Story at a glance:
- Marc Thorpe designed Sharp House as a practice in minimalism with an emphasis on materials and geometry.
- The home features numerous sustainable features, including solar panels and a rooftop water collection system.
- Concrete is the star of Sharp House’s design, which provides natural insulation to keep the house warm at night and cool during the day.
“When I was in architecture school at Parsons, I did all my drawings by hand,” Marc Thorpe says with a laugh. After getting his master’s in architecture, Thorpe moved to Europe to hone his craft, working with the likes of Cappellini and Moroso. “I wanted to work with Italian brands that were of the highest quality but also the avant-garde ones that made dreams real,” he says. After an eventual breakthrough working with these brands, he established his namesake studio in 2010.
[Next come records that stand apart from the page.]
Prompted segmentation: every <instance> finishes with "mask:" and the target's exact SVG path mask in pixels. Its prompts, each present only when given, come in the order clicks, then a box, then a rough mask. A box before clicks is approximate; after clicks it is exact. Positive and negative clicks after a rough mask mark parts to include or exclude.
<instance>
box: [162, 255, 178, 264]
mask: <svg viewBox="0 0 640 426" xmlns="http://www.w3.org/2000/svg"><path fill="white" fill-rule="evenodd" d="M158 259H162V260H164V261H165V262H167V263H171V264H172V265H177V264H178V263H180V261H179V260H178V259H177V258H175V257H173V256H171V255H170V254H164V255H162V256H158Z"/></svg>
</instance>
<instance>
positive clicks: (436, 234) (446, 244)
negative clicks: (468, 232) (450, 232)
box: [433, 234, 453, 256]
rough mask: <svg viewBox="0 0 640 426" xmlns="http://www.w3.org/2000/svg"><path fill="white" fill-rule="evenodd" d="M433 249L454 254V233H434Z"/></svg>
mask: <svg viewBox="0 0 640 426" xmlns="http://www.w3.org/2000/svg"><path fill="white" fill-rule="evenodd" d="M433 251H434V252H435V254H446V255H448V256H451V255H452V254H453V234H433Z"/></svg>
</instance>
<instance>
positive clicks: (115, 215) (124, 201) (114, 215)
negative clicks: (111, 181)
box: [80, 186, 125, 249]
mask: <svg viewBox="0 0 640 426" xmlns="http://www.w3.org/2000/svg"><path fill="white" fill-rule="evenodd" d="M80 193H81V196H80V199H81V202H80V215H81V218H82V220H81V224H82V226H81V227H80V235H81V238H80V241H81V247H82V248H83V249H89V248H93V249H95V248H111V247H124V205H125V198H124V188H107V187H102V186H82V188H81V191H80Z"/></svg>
Thorpe’s circuitous route through the design world has most recently resulted in the design of Sharp House, a low-slung house just north of Santa Fe. Originally a concept for upstate New York, the design was picked out by client George Sharp and his wife for a retirement home.
“They’re longtime New Yorkers and quintessential minimalists,” Thorpe says. “It’s about keeping it as tight as possible. It was more an execution of minimalism and trying to overemphasize the simplicity of what a space can be functionally.”
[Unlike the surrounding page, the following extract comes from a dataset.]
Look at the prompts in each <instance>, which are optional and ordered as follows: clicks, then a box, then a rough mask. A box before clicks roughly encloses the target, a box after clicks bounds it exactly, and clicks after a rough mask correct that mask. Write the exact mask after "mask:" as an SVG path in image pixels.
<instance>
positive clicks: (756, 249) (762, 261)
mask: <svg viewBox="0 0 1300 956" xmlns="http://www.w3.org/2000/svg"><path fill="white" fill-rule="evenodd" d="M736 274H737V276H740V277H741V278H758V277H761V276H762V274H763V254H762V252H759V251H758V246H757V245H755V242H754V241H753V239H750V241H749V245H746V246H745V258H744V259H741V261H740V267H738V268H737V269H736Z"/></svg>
The Sharps’ ideals of reductivisim aligned well with Thorpe’s, resulting in a deceptively simple design that made the most of both its materiality and geometry. “Economical design and minimalism go in tandem,” Thorpe says. Concrete is the star of the show here, providing thermal mass and natural insulation so as to keep the house warm at night and cool during the day.
Thorpe recounts that the Sharps insisted on the material: “The design could easily be translated into wood or the like, but they wanted concrete. I personally thought concrete would be a nice material because of its tactility. And it’s an honest material, to communicate exactly what the building is.”
The design is reminiscent of tropical building tradition, with sweeping overhangs covering entryways and recessed ribbon windows cutting into the building’s monolithic concrete facade. The large glass windows to the north and south help mitigate the semi-arid Santa Fe climate, allowing natural cross ventilation. “That’s how the rest of the world builds,” Thorpe says, pointing to other recent projects in which he’s designed for climates in Africa using similar ventilation processes and earth brick instead of concrete.
To further keep the Sharp House economical, the roof has been layered with solar panels and areas for water collection that supply a non-potable system. The self-sustaining systems in place are a safeguard in the face of the climate change crisis. Thorpe sys, “Water is a huge issue and will become a great issue as our civilization evolves. You need to be able to harvest water and power your house.”
The roof serves a secondary, much dreamier purpose, too—stargazing. Technically the roof offers access to maintain the solar and water systems. “But you can totally just hang out on the roof and watch the stars,” he says. The use of every surface of the house is an intentional move on Thorpe’s part. “There isn’t really a front or a back,” he says. “In the tradition of Frank Lloyd Wright, he designed his houses with no real entry. It was more a work of art where you’re forced to engage with the house on all sides and explore it like you would explore a piece of sculpture.”
With Sharp House, Thorpe makes an argument for slowing down and appreciating the phenom of interacting with a space. His favorite part of the house? The long ribbon windows. “Those are really unique moments that, through the transition of the day, allow light to cut through the space and create lines that define. It’s a very beautiful moment where you have time to stop and reflect. Why not embrace those moments?”